Well, my fish keep digging holes under the rocks I have and one already crushed him/herself and it was pretty nasty getting it out of there. The smell was horrible lol. Anyways, does digging holes mean they are trying to lay eggs or what?


----------



## TheOldSalt

Quick, buy some big oscars!


----------



## Brad

My fish would kill the Oscars! I need a big Pacu!


----------



## TheOldSalt

Fish dig holes for lots of reasons. Spawning is only one possibility.


----------



## fishfreaks

haha. well they are cichlids, excatly what cichlids are they?? most will dig and uproot plants and other decor...mine do it all the time! are they defending the territory as they dig?


----------



## blakeoe

Just wandering what do the oscars do?


----------



## fishfreaks

dig, be lazy, pig out  is that what you mean when you say what do they do?


----------



## blakeoe

no, i meant why go buy oscars if his chilids are digging?


----------



## malawi4me2

Many Africans dig holes in order to set up territories with clear boundaries. A male will dig to let other males know where they're not allowed, or to entice females to spawn with him. Digging is a very interesting behavior, and I love to watch my males set up territories. (I have three males defending spawining sites right now...) My male _C. mloto_ loves to burry the end of my heater in the sand, and dig all the way to the bottom of my tank.

Your rocks should really be positioned so that they will not fall easily when disturbed by digging cichlids. In my 120g, I poured in one bag of sand and spread it thinly across the bottom of the tank, then placed the rocks in, and then poured in the rest of the sand so that the fish can not actually dig out under the rocks. Try re-aquascaping to make sure that no more of your cichlids can injure themselves. 

Hope this helped.


----------



## baby~doll

blakeoe said:


> no, i meant why go buy oscars if his chilids are digging?

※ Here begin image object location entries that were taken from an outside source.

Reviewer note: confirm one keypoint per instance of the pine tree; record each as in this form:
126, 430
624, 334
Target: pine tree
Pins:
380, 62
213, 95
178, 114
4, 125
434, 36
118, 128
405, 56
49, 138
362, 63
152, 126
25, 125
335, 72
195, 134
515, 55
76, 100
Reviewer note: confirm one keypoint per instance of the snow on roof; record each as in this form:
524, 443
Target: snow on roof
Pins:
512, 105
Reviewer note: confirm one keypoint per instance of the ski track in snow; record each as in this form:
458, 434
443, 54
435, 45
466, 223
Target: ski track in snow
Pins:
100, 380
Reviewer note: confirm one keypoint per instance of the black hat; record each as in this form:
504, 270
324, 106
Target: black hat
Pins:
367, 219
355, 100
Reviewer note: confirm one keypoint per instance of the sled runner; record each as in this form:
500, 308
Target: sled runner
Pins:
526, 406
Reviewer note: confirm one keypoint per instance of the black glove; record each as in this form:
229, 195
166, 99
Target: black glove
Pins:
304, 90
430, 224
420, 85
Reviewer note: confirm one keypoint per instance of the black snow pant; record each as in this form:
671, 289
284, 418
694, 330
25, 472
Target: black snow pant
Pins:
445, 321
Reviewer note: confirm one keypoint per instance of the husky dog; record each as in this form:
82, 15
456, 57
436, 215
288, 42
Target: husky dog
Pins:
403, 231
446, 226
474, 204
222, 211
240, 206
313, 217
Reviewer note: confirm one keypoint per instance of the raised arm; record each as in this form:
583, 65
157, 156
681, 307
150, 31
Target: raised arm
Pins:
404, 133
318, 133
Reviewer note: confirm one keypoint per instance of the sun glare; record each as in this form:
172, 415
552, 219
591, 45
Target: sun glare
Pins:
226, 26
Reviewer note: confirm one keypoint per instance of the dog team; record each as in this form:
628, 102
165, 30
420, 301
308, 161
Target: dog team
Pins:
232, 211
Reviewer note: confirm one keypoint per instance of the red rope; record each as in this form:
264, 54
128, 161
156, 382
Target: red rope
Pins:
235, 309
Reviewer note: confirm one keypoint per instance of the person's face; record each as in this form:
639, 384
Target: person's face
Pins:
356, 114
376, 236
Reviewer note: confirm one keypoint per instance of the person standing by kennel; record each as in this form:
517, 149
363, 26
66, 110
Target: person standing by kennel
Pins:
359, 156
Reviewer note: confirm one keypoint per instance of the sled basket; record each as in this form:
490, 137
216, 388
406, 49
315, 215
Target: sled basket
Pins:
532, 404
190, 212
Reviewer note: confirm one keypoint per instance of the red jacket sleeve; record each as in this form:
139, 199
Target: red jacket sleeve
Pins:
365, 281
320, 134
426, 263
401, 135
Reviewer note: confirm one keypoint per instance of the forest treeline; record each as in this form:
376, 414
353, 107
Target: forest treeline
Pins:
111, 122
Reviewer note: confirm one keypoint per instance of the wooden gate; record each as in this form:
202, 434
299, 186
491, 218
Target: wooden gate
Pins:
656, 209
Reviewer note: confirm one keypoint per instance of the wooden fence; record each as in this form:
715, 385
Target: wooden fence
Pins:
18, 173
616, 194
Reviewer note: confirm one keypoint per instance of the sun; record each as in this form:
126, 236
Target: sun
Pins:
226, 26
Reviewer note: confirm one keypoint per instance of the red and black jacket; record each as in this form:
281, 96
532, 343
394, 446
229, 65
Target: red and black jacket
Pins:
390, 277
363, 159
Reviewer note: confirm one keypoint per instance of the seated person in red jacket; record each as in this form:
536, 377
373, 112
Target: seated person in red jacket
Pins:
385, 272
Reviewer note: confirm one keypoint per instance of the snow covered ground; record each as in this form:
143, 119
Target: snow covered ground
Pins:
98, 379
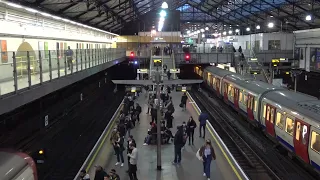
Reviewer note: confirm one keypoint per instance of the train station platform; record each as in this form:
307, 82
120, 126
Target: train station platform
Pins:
24, 86
189, 169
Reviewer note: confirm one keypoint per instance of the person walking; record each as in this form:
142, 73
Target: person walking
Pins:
207, 154
203, 117
133, 162
191, 125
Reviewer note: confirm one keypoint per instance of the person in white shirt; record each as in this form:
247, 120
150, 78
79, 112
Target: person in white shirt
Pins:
133, 162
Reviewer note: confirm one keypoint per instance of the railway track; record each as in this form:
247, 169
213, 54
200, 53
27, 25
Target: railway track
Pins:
249, 161
276, 164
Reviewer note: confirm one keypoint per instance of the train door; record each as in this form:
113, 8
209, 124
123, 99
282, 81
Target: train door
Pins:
301, 139
236, 98
269, 120
225, 92
250, 100
218, 86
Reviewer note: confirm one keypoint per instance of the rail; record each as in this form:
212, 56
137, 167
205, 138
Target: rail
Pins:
23, 69
95, 150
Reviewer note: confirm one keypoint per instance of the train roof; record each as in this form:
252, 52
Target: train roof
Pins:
300, 103
222, 72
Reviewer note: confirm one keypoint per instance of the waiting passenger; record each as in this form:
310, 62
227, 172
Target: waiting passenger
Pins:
191, 125
207, 154
84, 175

 thats a joke he made in another persons thread... the person fish werent doing so well so he said to go buy a big oscar...


Brad said:


> Hurry! Buy a big oscar!


then later...


Brad said:


> A big oscar would get rid of all your fish and probably adapt to your PH although cichlids are supposed to like PH around 8..


thats not EVERYTHING he said... he did give his REAL advice too... but you get the point


----------